Open adoption is now the most widely practiced form of adoption in the United States. In an open adoption, identifying information is shared, including names, phone numbers, and email addresses. Additionally, an open adoption includes varying degrees of openness after the adoption process is finalized. This typically includes the exchange of emails, letters, pictures, and phone calls. A fully open adoption also includes in-person visits. Fully open adoptions can also include extended family members, such as birthgrandparents and siblings.
In every adoption with any degree of openness, it is important that birthparents and adoptive families have the same understanding of what “open” means and that they remain committed to meeting the needs of the child throughout the child's life.
Semi-open adoption is the practice in which information, generally non-identifying, is shared between adoptive families and birthmothers. Usually semi-open adoption consists of the exchange of letters, photos, and emails, either directly or through a third party. It is not unheard of to have some pre-birth, face-to-face meetings or for the birthparents and adoptive parents to spend time together at the hospital during and after the birth.
Semi-open adoption doesn't usually involve any post-placement, face-to-face visitation. The children involved don't normally have any direct communication with their birthparents. Like closed adoption, once a child reaches the age of majority in his or her state, they have the option of searching for or being searched for by their biological family. Unlike a closed adoption, those involved in a semi-open adoption usually have access to some basic information that can assist in the search process.
Closed adoption, not to be confused with sealed records, is an adoption in which the adoptive family and the birthmother never meet and know nothing or very little about one another. With the advent of open adoption, closed adoptions have become the exception in domestic adoption rather than the rule. The term closed adoption is most often used in relation to post-adoption contact, whereas the term sealed records is related to the access of legal documentation surrounding the birth and placement of the adopted child once the adoption is final. It is entirely possible to have a closed adoption and unsealed records or an open adoption with sealed records. The two practices are not mutually exclusive.
In a closed adoption, the adoption professionals involved will usually choose the adoptive family for the child. It is important to remember that having a closed adoption does not guarantee that once a child reaches the age of majority in your state he or she will not seek out and reunite with their biological families or that the biological family will not seek and reunite with the child that was adopted. The closed or open adoption agreements made between the parties of an adoption at the time of the child's birth only stay in force until the child reaches the legal age in which he or she can make decisions for his or her own self.
How to Decide Between Open and Closed Adoption
In recent years, the trend has been toward having more openness in adoption. If you want a closed adoption, you might be struggling with whether to consider agreeing to a semi-open or open adoption instead. Here are some things to consider when choosing between an open adoption and a closed adoption.

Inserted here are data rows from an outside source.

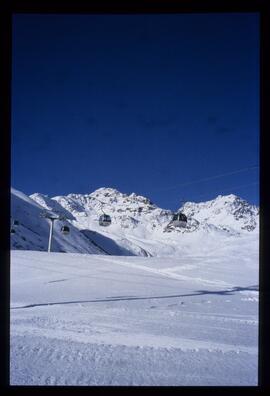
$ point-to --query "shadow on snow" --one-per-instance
(129, 298)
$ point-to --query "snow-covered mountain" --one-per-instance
(32, 233)
(138, 227)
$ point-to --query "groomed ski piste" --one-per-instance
(100, 320)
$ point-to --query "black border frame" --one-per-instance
(7, 9)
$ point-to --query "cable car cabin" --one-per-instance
(179, 220)
(105, 220)
(65, 230)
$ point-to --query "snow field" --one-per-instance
(79, 319)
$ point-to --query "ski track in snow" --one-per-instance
(106, 321)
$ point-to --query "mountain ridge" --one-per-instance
(139, 227)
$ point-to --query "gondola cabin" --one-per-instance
(179, 220)
(65, 230)
(105, 220)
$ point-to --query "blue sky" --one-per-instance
(142, 103)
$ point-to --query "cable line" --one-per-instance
(209, 178)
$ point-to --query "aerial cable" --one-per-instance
(224, 189)
(208, 178)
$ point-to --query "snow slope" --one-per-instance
(33, 230)
(80, 319)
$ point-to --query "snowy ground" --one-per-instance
(79, 319)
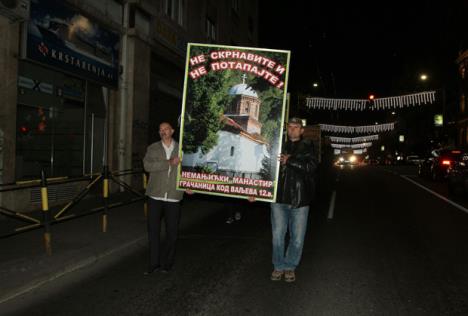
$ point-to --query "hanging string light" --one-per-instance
(352, 146)
(353, 140)
(421, 98)
(357, 129)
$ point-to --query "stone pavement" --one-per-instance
(80, 242)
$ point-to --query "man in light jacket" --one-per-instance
(161, 161)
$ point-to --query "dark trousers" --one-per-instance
(171, 213)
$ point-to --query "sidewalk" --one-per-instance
(80, 242)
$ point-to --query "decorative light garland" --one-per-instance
(353, 140)
(357, 129)
(426, 97)
(353, 146)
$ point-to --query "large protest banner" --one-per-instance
(232, 120)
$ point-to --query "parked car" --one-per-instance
(413, 160)
(436, 166)
(458, 176)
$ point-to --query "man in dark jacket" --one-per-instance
(296, 188)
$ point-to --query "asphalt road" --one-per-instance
(384, 247)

- Think why you are reluctant to enter into an open adoption. Many hopeful adoptive parents initially want a closed adoption because that is the only type of adoption with which they are familiar. Explore your reasons for not wanting to have more openness in your relationship with your child’s birthmother after the adoption.
- Consider the reasons that open adoption has become the trend. When all adoptions were closed, adoptive families did not know why their adopted child was put up for adoption. They also did not have access to a family medical history. Understanding the reasons behind open adoption can make that option seem less daunting.

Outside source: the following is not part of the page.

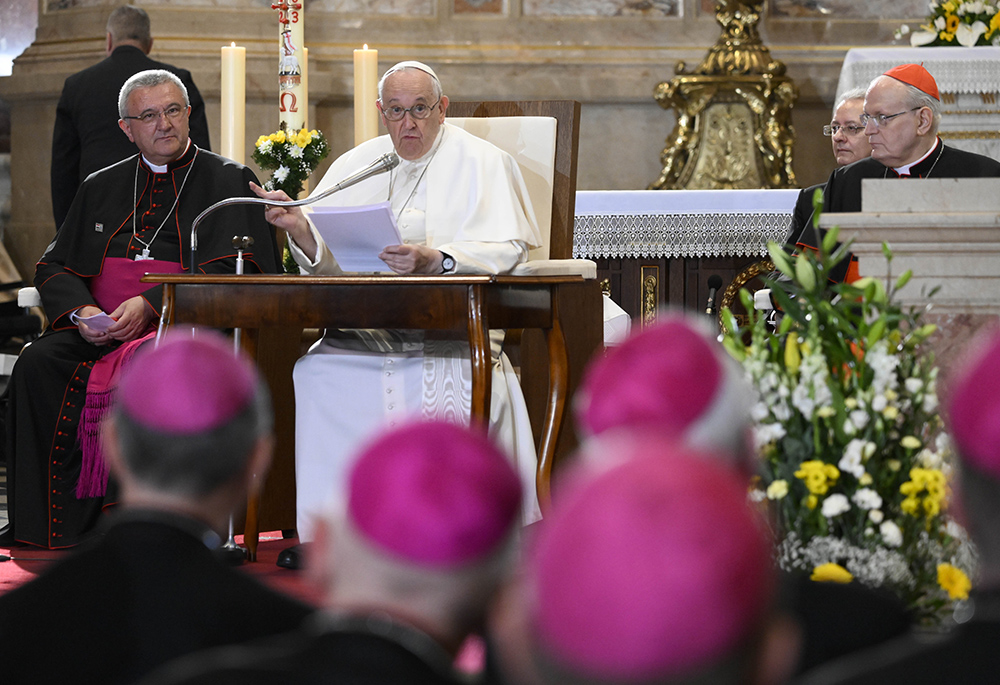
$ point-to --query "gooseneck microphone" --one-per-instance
(714, 283)
(384, 163)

- In most open adoptions, the adoptive family sends the birthmother pictures and letters on a regular schedule, such as annually or semi-annually. Your adoption coordinator might also have you meet the birthmother — on a first-name basis only — before the baby is born.

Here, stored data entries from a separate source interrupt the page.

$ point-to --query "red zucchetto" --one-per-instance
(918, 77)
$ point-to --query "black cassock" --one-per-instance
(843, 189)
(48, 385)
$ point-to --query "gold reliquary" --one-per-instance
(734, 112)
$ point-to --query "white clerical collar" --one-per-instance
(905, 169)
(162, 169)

- Ask yourself if you would be willing to follow through on promises to the birthmother. Some hopeful adoptive parents will promise whatever they need to in order to entice an expecting mother to choose them, but this is unethical. If you are not willing to follow through with sending pictures and letters to the birthmother, then choose a closed adoption.
- Think about whether an open adoption or closed adoption would be best for your adopted child. Do you think that your adopted child would appreciate knowing that his or her birthmother cared enough to want to know how he or she is doing? Or do you think that it is in the best interest of an adopted child to have no contact with his or her birthmother?
- Ask yourself if you are willing to wait longer for a closed adoption. Because the trend is having some level of openness in an adoption, it generally takes longer to find an expecting mother who wants a closed adoption.